Rock Climber Distance: Frogs versus Dogs

TL;DR

This paper introduces new distance measures for polygonal chains, the rock climber and k-station distances, which are computationally easier to approximate than the classical Fréchet distance, especially under move limitations.

Contribution

It defines novel distance measures based on alternate agent movement, analyzes their computational complexity, and provides approximation algorithms for limited moves.

Findings

Unlimited moves make the new measures equivalent to Fréchet or Hausdorff distances.

Limited moves make the distance computation NP-hard.

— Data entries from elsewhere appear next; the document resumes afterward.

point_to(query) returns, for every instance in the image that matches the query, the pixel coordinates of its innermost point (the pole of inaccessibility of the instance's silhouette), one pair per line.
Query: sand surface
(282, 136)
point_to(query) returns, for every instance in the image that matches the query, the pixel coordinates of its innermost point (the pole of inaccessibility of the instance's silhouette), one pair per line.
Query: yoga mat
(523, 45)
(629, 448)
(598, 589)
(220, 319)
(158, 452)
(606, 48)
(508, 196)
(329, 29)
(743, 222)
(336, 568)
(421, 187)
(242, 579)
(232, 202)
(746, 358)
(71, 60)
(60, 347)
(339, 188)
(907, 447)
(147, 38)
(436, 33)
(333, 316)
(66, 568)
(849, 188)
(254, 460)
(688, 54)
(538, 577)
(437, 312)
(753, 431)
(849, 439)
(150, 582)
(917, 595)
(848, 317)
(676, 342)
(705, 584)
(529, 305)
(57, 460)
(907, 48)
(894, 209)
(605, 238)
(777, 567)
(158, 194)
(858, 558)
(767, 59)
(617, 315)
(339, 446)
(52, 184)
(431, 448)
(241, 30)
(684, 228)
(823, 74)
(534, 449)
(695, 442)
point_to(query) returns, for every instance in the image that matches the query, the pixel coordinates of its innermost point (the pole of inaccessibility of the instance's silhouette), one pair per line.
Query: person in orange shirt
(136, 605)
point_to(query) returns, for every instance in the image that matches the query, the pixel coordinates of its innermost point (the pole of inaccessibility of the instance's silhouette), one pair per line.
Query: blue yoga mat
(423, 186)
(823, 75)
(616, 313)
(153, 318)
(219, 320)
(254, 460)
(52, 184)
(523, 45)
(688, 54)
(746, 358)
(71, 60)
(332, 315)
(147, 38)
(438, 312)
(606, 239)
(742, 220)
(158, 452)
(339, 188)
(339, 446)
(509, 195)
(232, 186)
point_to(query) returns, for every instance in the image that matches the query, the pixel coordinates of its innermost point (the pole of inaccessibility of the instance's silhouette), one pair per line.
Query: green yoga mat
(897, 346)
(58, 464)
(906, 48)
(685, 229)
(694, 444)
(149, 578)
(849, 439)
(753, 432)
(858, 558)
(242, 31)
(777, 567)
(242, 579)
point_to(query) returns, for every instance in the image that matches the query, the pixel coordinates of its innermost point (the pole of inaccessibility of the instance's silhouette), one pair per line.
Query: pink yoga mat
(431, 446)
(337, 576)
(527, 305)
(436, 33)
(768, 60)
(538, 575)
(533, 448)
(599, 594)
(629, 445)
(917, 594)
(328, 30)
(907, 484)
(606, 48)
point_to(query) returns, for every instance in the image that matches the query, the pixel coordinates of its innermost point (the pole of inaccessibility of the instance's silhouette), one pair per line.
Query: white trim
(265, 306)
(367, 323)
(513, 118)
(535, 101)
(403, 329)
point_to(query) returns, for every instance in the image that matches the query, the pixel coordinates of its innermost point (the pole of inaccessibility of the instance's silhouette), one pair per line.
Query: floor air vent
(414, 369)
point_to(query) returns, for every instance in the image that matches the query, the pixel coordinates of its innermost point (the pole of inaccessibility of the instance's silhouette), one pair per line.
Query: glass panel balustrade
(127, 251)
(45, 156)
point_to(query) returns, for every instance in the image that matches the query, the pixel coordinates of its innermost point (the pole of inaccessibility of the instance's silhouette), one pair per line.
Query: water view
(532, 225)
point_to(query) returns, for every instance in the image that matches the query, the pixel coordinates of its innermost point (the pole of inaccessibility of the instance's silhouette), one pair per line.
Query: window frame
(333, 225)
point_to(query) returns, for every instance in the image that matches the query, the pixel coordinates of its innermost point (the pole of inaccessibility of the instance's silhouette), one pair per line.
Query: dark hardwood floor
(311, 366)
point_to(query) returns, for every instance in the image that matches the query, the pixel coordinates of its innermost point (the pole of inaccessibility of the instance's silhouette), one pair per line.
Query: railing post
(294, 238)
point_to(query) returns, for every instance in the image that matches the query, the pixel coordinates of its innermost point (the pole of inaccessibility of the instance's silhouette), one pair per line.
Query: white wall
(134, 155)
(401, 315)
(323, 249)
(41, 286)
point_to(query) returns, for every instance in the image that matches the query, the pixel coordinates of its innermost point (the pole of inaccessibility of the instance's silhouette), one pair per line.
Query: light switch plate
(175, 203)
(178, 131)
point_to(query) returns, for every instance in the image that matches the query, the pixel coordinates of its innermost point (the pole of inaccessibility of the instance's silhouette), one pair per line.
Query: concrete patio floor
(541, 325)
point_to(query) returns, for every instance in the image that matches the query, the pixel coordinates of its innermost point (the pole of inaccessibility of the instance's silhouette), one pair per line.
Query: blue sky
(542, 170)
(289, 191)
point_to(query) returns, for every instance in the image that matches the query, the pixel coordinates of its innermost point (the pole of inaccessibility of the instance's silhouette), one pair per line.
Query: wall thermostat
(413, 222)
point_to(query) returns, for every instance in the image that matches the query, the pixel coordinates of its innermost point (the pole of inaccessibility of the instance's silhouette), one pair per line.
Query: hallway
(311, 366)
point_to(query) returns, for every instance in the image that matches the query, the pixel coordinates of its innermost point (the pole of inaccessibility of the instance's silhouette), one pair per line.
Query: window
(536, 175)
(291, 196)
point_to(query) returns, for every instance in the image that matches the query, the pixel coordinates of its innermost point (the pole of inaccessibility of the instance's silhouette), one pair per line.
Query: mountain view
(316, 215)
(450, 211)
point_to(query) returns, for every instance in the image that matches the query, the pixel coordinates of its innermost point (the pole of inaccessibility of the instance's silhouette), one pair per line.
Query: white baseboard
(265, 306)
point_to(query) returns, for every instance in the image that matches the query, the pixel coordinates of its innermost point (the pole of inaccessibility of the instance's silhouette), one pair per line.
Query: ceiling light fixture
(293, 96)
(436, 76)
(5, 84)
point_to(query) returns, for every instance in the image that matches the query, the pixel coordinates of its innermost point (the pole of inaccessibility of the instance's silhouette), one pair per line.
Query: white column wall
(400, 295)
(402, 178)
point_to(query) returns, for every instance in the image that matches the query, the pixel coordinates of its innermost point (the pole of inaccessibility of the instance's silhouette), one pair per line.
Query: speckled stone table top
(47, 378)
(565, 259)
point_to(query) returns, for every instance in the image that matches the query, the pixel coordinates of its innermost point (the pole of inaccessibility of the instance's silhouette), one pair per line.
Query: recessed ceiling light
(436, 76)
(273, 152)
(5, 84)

A 2-approximation algorithm for minimal k with threshold distance exists.

Abstract

The classical measure of similarity between two polygonal chains in Euclidean space is the Fr\'echet distance, which corresponds to the coordinated motion of two mobile agents along the chains while minimizing their maximum distance. As computing the Fr\'echet distance takes near-quadratic time under the Strong Exponential Time Hypothesis (SETH), we explore two new distance measures, called rock climber distance and $k$-station distance, in which the agents move alternately in their coordinated motion that traverses the polygonal chains. We show that the new variants are equivalent to the Fr\'echet or the Hausdorff distance if the number of moves is unlimited. When the number of moves is limited to a given parameter $k$, we show that it is NP-hard to determine the distance between two curves. We also describe a 2-approximation algorithm to find the minimum $k$ for which the distance drops below a given threshold.